Она посмотрела на него («Какие у него хитрые голубые глаза и светлые, почти прозрачные ресницы», — подумалось ей) и потом бросила взгляд на живот женщины. Он был раздут гнилостными газами почти так же, как лицо, и перетянут темными жилами. Но это было не то, что имел в виду Вагнер.

Кто-то вырезал на коже нижней части живота женщины буквы высотой в пять-шесть сантиметров. Они не так бросались в глаза, как у Самуэля Плессена, поскольку у этой жертвы кожа уже сильно изменила цвет. Кроме того, газы внутри тела так сильно растянули в стороны покрытые корочкой запекшейся крови буквы, что они выглядели почти как трещины. И тем не менее, слово — а это было слово — все-таки легко читалось.

DAMALS[9].

WARST DAMALS[10].

— Так это же, как и у этого, как его…

Правая рука. Она что-то сжимала ею. Мона указала Вагнеру на это. Он осторожно разжал пальцы трупа. В них лежало что-то черное, когда-то, наверное, бывшее языком.

— Да, — сказал Вагнер.

— Да, — повторила Мона тихо и выпрямилась. — Распорядитесь перевезти тело в институт. Я потом позвоню Герцогу.

Вагнер кивнул и тоже поднялся.

Они оставили на месте происшествия следственную бригаду, и, выйдя из квартиры, с облегчением сняли белые одноразовые накидки, и бросили их у двери.

— Вы не поедете на лифте? — спросил Вагнер.

Мона отмахнулась:

— Пойду пешком.

Она пошла вниз, там их ждал домоправитель. От него разило алкоголем, и он категорически отказался второй раз заходить в квартиру, где было совершено преступление. Впрочем, Мона его хорошо понимала. Она видела уже столько трупов, что их трудно было сосчитать, и, тем не менее, так и не смогла привыкнуть к их виду. Поначалу мертвецы даже снились ей по ночам, в страшных снах о преходящем и тщетном.
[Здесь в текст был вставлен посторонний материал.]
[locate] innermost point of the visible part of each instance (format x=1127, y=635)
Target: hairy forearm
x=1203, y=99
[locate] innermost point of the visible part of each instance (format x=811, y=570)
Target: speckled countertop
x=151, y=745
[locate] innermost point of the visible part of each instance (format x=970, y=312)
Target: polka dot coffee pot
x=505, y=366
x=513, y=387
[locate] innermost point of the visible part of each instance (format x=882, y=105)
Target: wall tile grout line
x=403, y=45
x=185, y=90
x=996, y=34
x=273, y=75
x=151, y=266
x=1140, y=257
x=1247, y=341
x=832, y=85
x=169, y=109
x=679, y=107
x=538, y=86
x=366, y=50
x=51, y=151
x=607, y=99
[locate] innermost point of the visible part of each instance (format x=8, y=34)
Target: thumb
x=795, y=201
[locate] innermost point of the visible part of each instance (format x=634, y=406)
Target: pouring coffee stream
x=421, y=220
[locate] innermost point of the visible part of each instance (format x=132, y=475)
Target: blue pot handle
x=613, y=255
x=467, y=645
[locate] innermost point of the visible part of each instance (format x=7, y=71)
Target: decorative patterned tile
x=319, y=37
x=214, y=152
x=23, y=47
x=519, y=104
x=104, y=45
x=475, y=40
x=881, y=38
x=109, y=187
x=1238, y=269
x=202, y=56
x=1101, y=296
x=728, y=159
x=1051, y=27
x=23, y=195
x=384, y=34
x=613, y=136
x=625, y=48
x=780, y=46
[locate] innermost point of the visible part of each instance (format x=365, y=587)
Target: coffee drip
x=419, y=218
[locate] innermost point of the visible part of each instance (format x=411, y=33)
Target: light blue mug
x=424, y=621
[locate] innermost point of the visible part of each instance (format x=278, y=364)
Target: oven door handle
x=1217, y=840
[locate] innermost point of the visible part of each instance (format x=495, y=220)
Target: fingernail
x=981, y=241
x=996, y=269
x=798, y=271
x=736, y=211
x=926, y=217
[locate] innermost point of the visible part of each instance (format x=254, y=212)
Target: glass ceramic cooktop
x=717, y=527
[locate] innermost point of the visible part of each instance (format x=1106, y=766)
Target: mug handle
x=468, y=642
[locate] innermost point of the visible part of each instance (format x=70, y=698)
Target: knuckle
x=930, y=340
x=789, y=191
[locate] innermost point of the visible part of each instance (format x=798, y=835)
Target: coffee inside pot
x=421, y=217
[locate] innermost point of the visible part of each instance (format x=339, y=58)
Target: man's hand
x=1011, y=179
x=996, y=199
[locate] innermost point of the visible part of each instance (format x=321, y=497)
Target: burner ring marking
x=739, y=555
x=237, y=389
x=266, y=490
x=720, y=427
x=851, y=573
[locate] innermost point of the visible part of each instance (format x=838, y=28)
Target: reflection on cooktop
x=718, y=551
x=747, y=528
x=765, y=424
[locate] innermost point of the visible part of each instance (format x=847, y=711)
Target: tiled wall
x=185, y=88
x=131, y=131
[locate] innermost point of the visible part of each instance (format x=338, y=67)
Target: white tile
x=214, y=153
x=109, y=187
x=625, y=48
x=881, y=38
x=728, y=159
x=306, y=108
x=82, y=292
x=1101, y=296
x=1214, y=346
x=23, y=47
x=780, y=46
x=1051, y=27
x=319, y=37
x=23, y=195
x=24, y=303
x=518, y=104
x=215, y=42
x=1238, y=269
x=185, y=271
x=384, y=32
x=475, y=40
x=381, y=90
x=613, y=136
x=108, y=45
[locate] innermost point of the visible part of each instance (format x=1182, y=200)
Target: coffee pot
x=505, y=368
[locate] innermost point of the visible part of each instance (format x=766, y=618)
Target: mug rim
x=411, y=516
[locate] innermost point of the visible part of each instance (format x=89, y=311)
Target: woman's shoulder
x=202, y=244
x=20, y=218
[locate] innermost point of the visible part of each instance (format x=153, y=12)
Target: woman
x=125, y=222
Сейчас после каждого убийства, раскрытого или нераскрытого, оставалось чувство, никогда не исчезающее совсем и трудно поддающееся определению. Оно сковывало движения и замедляло реакцию. Так тень омрачает ясный день и не оставляет места для радости.

Домоправитель — его звали Фридрих Бреннауэр, два года как разведен, детей нет — сидел на бежевой узорчатой софе в своей гостиной. Он обливался потом, мрачно глядя перед собой, его охранял симпатичный светловолосый полицейский. Мона приказала ему не позволять домоправителю пить, пока она не проведет допрос. Очевидно, полицейскому это удалось не на все сто процентов. Лицо Бреннауэра покраснело, тонкие седые волосы приклеились к его крупному черепу. От него разило шнапсом.